Hurricane Harvey and a Culture of Preparedness: One Institution's History of Emergency Management
Brent Kaziny, MD; Christi Reeves, MSN, RN; James MItchell; Katherine Gautreaux, BSN, RN; Jenna Blair, RN; Aaron Freedkin
Texas Children's Hospital, Houston, TX
Background: Texas Children's Hospital is the world's largest children's hospital and has been subject to a number of natural disasters during its long history. Throughout the institution, a culture of preparedness is pervasive. From annual required training and auxiliary bridge events that highlight the work of Emergency Management, to drilling all hazards and executive level support of ongoing training and response, Texas Children's Hospital has educated and prepared it's faculty and staff on all levels. This degree of preparedness was never more evident than during Hurricane Harvey in August of 2017.

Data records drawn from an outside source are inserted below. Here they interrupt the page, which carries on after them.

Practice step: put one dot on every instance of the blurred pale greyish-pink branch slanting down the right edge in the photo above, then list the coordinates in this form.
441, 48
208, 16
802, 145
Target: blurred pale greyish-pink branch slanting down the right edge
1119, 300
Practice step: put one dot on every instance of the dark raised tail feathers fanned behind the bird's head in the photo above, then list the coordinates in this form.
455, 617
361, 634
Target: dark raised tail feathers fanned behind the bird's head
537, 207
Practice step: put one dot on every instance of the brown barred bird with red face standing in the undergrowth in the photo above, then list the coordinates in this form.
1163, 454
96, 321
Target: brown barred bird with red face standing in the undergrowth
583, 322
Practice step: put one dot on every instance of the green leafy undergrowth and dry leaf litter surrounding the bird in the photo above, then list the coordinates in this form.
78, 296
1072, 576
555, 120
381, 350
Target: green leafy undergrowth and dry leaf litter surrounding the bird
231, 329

Methods: We will review the emergency management planning and policy that goes in to creating this "culture of preparedness" and then through a description of the events surrounding Hurricane Harvey show the importance of preparedness on all levels of institutional response.FINDINGS: While Hurricane Harvey had a major impact on the greater Houston Metropolitan area and caused widespread destruction, Texas Children's weathered the storm. This was the first disaster to affect the expanded system of Texas Children's now with three free standing children's hospitals, a vast network of pediatric practices and outpatient clinics, 8 urgent cares, and the health plan, this disaster required coordination across the entire region.
Conclusions: By supporting a system-wide culture of preparedness, Texas Children's was able to weather one of the worst natural disasters in US history and come through with minimal impact to patient services and minimal damages to facilities.